Pope warns against ‘spiral of violence’ as US attacks Iran
ROME – Pope Leo XVI urged an end to fresh violence in the Middle East on Sunday, as joint U.S.-Israeli air strikes on Iran continued into their second day.
In an Angelus appeal, Pope Leo said he was following “with deep concern what is happening in the Middle East and in Iran in these dramatic hours.”
“Stability and peace are not built with mutual threats nor with weapons, which sow destruction, pain, and death, but only with a reasonable, authentic and responsible dialogue,” the pontiff said.
Leo warned that the situation in Iran risked escalating into “a tragedy of enormous proportions” and urged all parties involved “to assume the moral responsibility of halting the spiral of violence before it becomes an unbridgeable chasm.”
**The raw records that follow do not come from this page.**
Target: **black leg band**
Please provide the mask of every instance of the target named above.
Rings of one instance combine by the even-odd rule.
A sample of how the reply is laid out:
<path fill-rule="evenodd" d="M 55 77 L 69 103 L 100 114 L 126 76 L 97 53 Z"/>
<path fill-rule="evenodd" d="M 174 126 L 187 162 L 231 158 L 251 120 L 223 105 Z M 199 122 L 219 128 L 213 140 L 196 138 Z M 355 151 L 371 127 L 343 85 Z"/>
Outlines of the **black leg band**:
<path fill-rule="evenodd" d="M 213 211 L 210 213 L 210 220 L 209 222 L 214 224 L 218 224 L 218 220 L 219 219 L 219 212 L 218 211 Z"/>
“May diplomacy regain its proper role, and may the well-being of peoples, who yearn for peaceful existence founded on justice, be upheld,” he said, “and let us continue to pray for peace.”
US-Israeli attacks in detail
The pope’s appeal came after the United States and Israel began attacks on Saturday, hitting various military and security targets in Iran. Among those killed in the strikes were Iran’s Supreme Leader Ayatollah Ali Khamenei and top officials.
The Iranian Revolutionary Guard Corps has pledged revenge and says it has already launched a counterattack on 27 bases hosting U.S. troops in the Middle East and on Israeli military facilities in Tel Aviv, with explosions also heard in Qatar and the UAE.
At least 24 of Iran’s 31 provinces were hit, according to a spokesman for the Iranian Red Crescent, with videos circulating on social media showing plumes of black smoke billowing into the sky in multiple cities throughout the country.
In a televised address Saturday night, Israeli Prime Minister Benjamin Netanyahu said “[W]e destroyed the compound of the tyrant Khamenei in the heart of Tehran.”
U.S. President Donald Trump later wrote on his own Truth Social platform, “Khamenei, one of the most evil people in History, is dead.”
Hours later, Iranian state media confirmed the Ayatollah had been killed.
Dubbed “Operation Epic Fury,” the offensive comes after weeks of threats on the part of Trump if Iran did not agree to pen a new deal over its nuclear program. Iran had refused, however, arguing that its nuclear activities are peaceful.
Shortly after the attacks commenced on Saturday, the U.S. president told the Iranian people, “Now is the time to seize control of your destiny,” and urged them to overthrow the theocratic regime that has ruled the country since 1979.
“This is the moment for action. Do not let it pass,” Trump said.
Observers and stakeholders in the U.S. and abroad have various opinions of this latest U.S. military action undertaken at Trump’s orders, but there is broad agreement that “regime change” in Iran is far more easily hoped-for than accomplished.
The context of a crisis
In 2018, during his first term as president, Trump withdrew from a 2015 Obama-era agreement with Iran designed to delay Iran’s development of nuclear weapons capability indefinitely by a combination of sanctions and incentives, calling the deal ineffective and reimposing a strict sanctions program.
In June of last year, tensions spiked when the U.S. bombed three nuclear facilities in Iran, days after Israel launched a series of missile attacks on Iran military and nuclear sites, sparking a back-and-forth bombing spree that also prompted a call for peace from Pope Leo.
On that occasion, in his June 22, 2025, Angelus address, Leo lamented the violence and its impact on the people in a “third world war fought piecemeal.”
“War does not solve problems; on the contrary, it amplifies them and inflicts deep wounds on the history of peoples, which take generations to heal,” he said, and called for diplomacy.
This latest military action in Iran follows the forcible U.S. removal of Venezuela’s President Nicolas Maduro in January on drug trafficking charges, one of several U.S. military actions during Trump’s second term, which began a little more than a year ago.
Trump won a second term after pledging to keep the U.S. out of costly foreign wars, but has either initiated or renewed U.S. military involvement in several countries, including Somalia, Iraq, Yemen, Syria, and Nigeria, as well as naval interventions purportedly related to drug interdiction efforts in the Caribbean.
Trump has also threatened to use military force against several other countries, including U.S. allies.
Second Sunday in Lent
In his Angelus address, Leo reflected on the biblical account of the Transfiguration of Jesus, calling the scene a foreshadowing of “the light of Easter.”
Easter, he said, is “an event of death and resurrection, of darkness and new light that Christ radiates on all bodies scourged by violence, crucified by pain, or abandoned in misery.”
“Indeed, while evil reduces our flesh to a commodity or an anonymous mass, this same flesh shines with the glory of God,” he said, saying Jesus “thus transfigures the wounds of history, enlightening our minds and hearts: his revelation is a gift of salvation!”
He then questioned believers, asking, “Does this captivate us? Do we see the true face of God with a gaze of wonder and love?” before leading those gathered in praying the traditional Marian prayer.